Unicode concatenation with the string: print '£' + '1' works, but print '£' + u'1 'throws a UnicodeDecodeError

I noticed the following:

>>> print '£' + '1' £1 >>> print '£' + u'1' Traceback (most recent call last): File "<stdin>", line 1, in <module> UnicodeDecodeError: 'ascii' codec can't decode byte 0xc2 in position 0: ordinal not in range(128) >>> print u'£' + u'1' £1 >>> print u'£' + '1' £1 

Why does '£' + '1' , but '£' + u'1' does not work?

I looked at the types:

 >>> type('£' + '1') <type 'str'> >>> type('£' + u'1') Traceback (most recent call last): File "<stdin>", line 1, in <module> UnicodeDecodeError: 'ascii' codec can't decode byte 0xc2 in position 0: ordinal not in range(128) >>> type(u'£' + u'1') <type 'unicode'> 

It bothers me too. If '£' + '1' is str and not a unicode , why does it print correctly on my terminal? Shouldn't I type something like '\xc2\xa31'?

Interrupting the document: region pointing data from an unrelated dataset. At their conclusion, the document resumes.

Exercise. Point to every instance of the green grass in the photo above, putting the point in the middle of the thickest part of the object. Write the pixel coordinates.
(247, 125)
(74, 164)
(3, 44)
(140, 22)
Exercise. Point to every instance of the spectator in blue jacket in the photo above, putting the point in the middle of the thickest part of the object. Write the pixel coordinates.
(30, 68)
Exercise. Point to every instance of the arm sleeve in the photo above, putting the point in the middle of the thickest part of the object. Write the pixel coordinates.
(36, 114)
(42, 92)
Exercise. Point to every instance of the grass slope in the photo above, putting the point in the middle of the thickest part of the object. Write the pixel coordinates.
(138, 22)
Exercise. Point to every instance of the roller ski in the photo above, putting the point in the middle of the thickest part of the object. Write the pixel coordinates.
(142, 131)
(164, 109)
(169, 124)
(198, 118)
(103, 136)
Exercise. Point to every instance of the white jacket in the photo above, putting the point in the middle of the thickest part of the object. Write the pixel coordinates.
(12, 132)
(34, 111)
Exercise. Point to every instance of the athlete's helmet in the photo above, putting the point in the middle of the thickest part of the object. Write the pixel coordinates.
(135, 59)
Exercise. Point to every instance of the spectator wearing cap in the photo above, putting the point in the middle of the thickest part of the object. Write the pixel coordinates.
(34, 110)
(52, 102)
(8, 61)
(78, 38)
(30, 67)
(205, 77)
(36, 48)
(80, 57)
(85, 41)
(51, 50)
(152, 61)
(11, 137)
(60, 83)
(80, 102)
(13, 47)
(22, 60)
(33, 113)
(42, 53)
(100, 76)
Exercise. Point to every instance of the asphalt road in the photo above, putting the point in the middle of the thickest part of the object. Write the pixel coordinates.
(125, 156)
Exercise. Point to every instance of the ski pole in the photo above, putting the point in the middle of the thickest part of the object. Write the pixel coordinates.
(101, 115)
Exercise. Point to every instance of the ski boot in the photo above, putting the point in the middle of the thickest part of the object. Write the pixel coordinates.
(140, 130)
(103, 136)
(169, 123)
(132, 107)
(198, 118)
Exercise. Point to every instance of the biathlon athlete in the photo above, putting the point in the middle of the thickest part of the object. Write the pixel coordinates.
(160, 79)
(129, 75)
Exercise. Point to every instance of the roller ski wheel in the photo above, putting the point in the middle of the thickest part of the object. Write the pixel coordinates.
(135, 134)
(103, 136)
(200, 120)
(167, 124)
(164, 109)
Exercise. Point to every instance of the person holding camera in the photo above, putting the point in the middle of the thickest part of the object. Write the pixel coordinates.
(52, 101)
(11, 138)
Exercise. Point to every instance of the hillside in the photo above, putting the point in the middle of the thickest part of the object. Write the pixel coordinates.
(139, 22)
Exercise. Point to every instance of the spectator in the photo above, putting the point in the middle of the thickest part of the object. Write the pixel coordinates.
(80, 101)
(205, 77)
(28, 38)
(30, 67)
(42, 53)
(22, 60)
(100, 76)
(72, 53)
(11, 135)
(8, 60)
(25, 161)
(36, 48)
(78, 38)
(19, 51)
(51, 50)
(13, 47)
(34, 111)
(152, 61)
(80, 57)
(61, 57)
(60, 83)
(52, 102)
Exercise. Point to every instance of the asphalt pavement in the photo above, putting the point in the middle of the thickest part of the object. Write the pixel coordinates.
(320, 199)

To add to the mix, I also noticed the following:

 >>> u'£' + '1' u'\xa31' >>> type('1') <type 'str'> >>> type(u'£') <type 'unicode'> >>> print u'£' + '1' £1 

Why doesn't u'£' + '1' print the character £ correctly, while print u'£' + '1' does? Is it because repr used in the former, whereas str used in the latter?

Also, how does concatenation of unicode and a str work, but not in the case of '£' + u'1' ?

+8
python string-concatenation unicode
source share
1 answer

You are mixing object types.

'£' is a byte string containing encoded data. The fact that these bytes represent the pound sign in your terminal or console does not exist here or there, it can be as many pixels in the image. The terminal or console is configured to create and receive UTF-8 data, so the actual contents of this byte string are two bytes C2 and A3, if they are in hexadecimal format.

u'1' , on the other hand, is a Unicode string. This is clearly text data. If you want to associate other data with it, it must also be Unicode. Python 2 then automatically decodes str bytes in Unicode, using the default ASCII codec if you try to do this.

However, the '£' bytestring is not decoded as ASCII. It can be decoded as UTF-8; decode bytes explicitly, since here we know the correct codec:

 print '£'.decode('utf8') + u'1' 

When writing bytes to a terminal or console, your terminal or console interprets the bytes and understands them. If you write a unicode object for a terminal, the sys.stdout object sys.stdout care of the encoding, converts the text into bytes, which your terminal or console will understand.

The same goes for data entry; the sys.stdin stream creates bytes that Python can transparently decode when you use the u'£' syntax to create a Unicode object. You enter a character on the keyboard, it is translated into UTF-8 bytes by the terminal or console and written to Python for interpretation.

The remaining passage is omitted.